By Claire West

Bosses under pressure from the recession are creating problems for themselves by taking an unnecessarily tough line with late employees, according to employment law experts.

Lateness costs British businesses £1.8 billion every year and stressed UK bosses are cracking down, with one in six prepared to sack an employee for being late just two or three times.

Despite this, businesses must follow the rules. Documented, objective, fair warnings must be given in writing and the employee must have the chance to correct any issues.

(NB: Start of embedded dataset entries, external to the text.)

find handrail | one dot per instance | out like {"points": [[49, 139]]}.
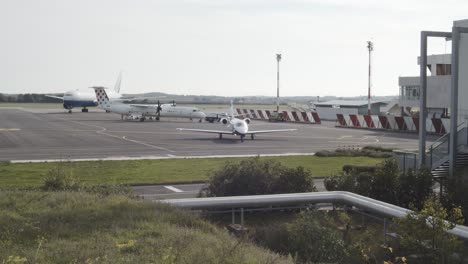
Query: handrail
{"points": [[349, 198]]}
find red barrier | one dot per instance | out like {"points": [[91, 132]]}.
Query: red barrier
{"points": [[253, 114], [341, 120], [384, 121], [295, 116], [369, 121], [401, 123], [354, 120]]}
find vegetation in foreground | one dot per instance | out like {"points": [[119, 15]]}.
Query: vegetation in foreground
{"points": [[19, 175], [83, 227], [256, 177]]}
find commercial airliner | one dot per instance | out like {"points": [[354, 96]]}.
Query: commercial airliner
{"points": [[85, 97], [142, 111], [238, 127]]}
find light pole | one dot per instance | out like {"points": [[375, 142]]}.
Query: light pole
{"points": [[370, 47], [278, 59]]}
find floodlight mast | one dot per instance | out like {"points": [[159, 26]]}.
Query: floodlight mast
{"points": [[370, 47], [278, 59]]}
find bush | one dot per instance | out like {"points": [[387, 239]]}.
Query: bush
{"points": [[359, 169], [385, 183], [256, 176], [310, 241], [59, 180]]}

In legal terms, being late for work comes under general misconduct and doesn’t warrant dismissal for a first offence.

Bosses who don’t follow the rules could end up at an Employment Tribunal and be ordered to reinstate or re-engage the employee in a similar post, or more commonly, give financial compensation to the employee.

The warning comes as the Tribunal Service publishes figures showing a sharp increase in the number of employment tribunal cases brought against employers. Over the past year, employment tribunal cases have risen from 151,000 to 236,100, a 56 per cent rise.

Neeta Laing, head of employment at law firm, Lewis Hymanson Small, said: 'If you want to dismiss an employee, follow the rules and avoid tribunal claims. Employment legislation is a minefield with many employers still unsure how to dismiss an employee properly. Employees should be given a verbal or written warning in the first instance'.

'With many businesses still suffering as a result of the recession, consistently slow starters can add to the pressure and policies and procedures are often the last thing to be considered. However, it is vital the correct systems, procedures and advice are in place to protect employers from costly and unwanted tribunals'.